2020 has been a hellish year. A year filled with stress, anxiety, huge uncertainty and immense loss. I don't know how I would've managed to stay sane if I didn't have books to escape into. While I managed to read 74 books this year most of them are lost in a murky haze. I know I read them, I know I enjoyed them at the time and that's about all I can remember. I blame my overwhelmed brain, not the books.
However there are books that stand out, books that stayed with me and manage to ignite a spark of joy or strong memory when I think about them. That's despite everything else that's happened this year.
So here, in no particular order are the best books I read in 2020.
A Memory Called Empire is a remarkable, beautifully written novel exploring a myriad of themes — identity, colonialism, the persistence of memory, the power of language, the duplicity of words and how it shapes and builds society. It also examines the power of an individual, and of individual identity, and how that power can reshape the world even when pitted against the might of an entire empire
Ancestral Night is a riveting space opera, filled with loads of adventure and an entertaining spin on the big dumb object trope. With homages to Iain M. Banks, fantastic use of the science behind Alcubierre drives and an absolutely compelling universe Ancestral Night was the hard sci-fi hit my brain needed.
Honourable mention: This might be cheating a bit, but I'm going to squeeze in Machine, the second book in the White Space series, Machine, here. While not a direct sequel to Ancestral Night it expands the White Space universe even further.

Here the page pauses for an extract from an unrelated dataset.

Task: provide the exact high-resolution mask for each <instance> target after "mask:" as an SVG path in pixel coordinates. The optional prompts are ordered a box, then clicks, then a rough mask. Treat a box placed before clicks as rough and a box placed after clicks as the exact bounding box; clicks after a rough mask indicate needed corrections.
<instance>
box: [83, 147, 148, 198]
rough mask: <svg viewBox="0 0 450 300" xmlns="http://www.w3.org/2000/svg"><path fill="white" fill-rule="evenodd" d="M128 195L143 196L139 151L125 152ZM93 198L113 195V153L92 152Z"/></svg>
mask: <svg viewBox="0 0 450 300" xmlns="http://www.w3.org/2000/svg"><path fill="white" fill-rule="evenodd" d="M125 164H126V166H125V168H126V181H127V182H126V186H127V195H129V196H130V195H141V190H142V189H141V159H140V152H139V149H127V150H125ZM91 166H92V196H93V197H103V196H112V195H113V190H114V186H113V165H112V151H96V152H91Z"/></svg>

I absolutely loved returning to this setting and seeing it from the angle of the universe's emergency services. A slightly unconventional angle that works surprisingly well.
Wanderers is a grim, prescient read that ebbs and flows with melancholy and hits far too close to home with the current Coronavirus outbreak. A great apocalyptic read in the most unsettling of ways.
A simply awesome read filled with colossal explosions, terrifying tech and epic space battles like only Neal Asher can deliver. Pure escape in book form. Need I say more?
This was a re-read for me and like the first time around, A Fire Upon the Deep simply blew me away all over again. The Tines with their pack minds and the concepts behind the Zones of Thought still remain fascinating. An amazing space opera that still hits all the marks.